In the comments from a couple of the later weeks of the Email to the Universe book discussion over at Rawillumination.net, I point to at least 4 or 5 instances of RAW obviously alluding to ideas from Deleuze and Guattari. RAW knew about these dudes, I strongly suspect. Deleuze in particular seems quantumly entangled with many other card-carrying members of the tribe. His interpretation of Nietzsche published in the early 60's is said to have revived interest in the philosopher eventually making him a sweetheart of the counter-culture. He writes about Orson Welles in his books on the cinema. Delueze also finds much inspiration in Burroughs, using and expanding his ideas as much as Wilson.
A good introduction to the world view of Deleuze & Guatarri is through their concept of the rhizome. The nonhierarchical, decentralized process of growth of a rhizome appears isomorphic with the development and proliferation of the Tale of the Tribe. Their essay on the rhizome, initially published separately, later became incorporated as the introduction to A Thousand Plateaus.
A primary characteristic of some of the more integral members of the Tribe involves their use of multiple meaning and multiple levels of meaning in the same word, phrase or sentence. They can seem very punny guys. James Joyce, who gets more air time in FOTTOTT than anyone else apart from Wilson, leads in this area with Aleister Crowley not far behind. Most or all of Wilson's fictional writings appear rife with multiplicity of meaning. This characteristic receives further elucidation in a future post.

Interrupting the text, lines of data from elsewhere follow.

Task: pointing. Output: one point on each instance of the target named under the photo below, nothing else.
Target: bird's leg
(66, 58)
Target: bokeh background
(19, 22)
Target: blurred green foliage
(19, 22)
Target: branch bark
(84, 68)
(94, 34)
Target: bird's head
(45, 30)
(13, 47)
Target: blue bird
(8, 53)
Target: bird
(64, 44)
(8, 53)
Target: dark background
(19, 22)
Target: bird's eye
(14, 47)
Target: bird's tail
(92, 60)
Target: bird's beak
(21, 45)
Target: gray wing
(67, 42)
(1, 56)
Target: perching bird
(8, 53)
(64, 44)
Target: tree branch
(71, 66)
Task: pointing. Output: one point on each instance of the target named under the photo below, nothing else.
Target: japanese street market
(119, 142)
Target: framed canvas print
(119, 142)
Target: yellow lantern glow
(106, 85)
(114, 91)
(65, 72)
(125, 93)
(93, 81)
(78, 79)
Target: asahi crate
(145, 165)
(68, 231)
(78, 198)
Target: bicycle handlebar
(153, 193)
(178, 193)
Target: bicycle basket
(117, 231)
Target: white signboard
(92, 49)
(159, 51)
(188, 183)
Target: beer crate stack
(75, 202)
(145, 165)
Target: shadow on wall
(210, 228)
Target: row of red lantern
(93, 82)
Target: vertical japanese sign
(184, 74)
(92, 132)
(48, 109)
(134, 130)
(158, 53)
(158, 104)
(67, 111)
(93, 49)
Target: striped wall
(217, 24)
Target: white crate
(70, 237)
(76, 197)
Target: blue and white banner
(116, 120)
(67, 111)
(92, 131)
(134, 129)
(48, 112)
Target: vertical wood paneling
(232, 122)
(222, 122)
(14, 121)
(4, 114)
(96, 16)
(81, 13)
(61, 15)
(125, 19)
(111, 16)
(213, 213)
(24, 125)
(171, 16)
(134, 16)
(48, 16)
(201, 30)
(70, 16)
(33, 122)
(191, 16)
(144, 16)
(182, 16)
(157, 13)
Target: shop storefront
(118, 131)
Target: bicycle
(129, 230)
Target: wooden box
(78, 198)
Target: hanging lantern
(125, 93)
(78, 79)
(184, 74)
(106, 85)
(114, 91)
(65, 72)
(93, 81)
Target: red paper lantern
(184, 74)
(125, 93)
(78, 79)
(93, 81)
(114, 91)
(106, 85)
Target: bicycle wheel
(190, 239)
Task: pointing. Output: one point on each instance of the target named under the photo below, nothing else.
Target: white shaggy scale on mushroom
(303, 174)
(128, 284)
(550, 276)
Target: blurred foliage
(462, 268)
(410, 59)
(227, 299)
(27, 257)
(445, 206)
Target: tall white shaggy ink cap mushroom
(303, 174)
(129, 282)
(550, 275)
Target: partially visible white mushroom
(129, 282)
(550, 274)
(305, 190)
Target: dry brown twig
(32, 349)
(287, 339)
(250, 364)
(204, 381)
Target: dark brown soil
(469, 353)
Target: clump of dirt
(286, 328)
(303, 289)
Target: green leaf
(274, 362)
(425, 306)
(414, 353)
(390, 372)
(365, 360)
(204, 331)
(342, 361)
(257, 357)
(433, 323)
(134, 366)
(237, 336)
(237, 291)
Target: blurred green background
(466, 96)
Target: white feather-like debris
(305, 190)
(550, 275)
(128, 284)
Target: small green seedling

Deleuze & Guattari also communicate multiple meanings in simple and elaborate ways. For instance, the Rhizome piece starts with an illustration of an avant garde fragment of musical notation. The header on this notation reads "XIV piano piece for David Tudor 4." Deleuze & Guattari comprise two doors (Tudor) into multiple, philosophical, postmodern concepts and scenarios. Multi-level writers tend to be qabalistically fluent. This appears true with D & G. In the example given, XIV, 14 = the key number for the path of Daleth which connects Chokmah and Binah and gets associated with Venus. 4 = the numerical value of the letter Daleth and Daleth in English = door.
A theme that cycles around in FOTTOTT from Nietszche via Cosmic Trigger: we are all greater artists than we realize. In an essay on Michel Foucault, Deleuze wrote:
"It’s a question of 'doubling’ the play of forces, of a self-relation that allows us to resist, to elude power, to turn life or death against power. This, according to Foucault, is something the Greeks invented…it’s a matter of optional rules that make existence a work of art, rules at once ethical and aesthetic that constitute ways of existing or styles of life . It’s what Nietzsche discovered as the will to power operating artistically, inventing ‘new possibilities of life."
One of my favorite quotes from Fly's book:
Thus relativity, in the hands of James Joyce, is translated from the realm of mathematics and operationalist volumes of philosophy into a living laboratory, a living zoo or circus where no single word can define meaning concretely, yet a string of them together can cast a powerful message to the reader.
My question becomes: what grows? If we indeed find ourselves in a living laboratory, and I agree we do, how do we describe what grows? The attempt to define this may benefit the process. We'll put this under the microscope, or the telescope, in the next installment here regarding The Tale of the Tribe.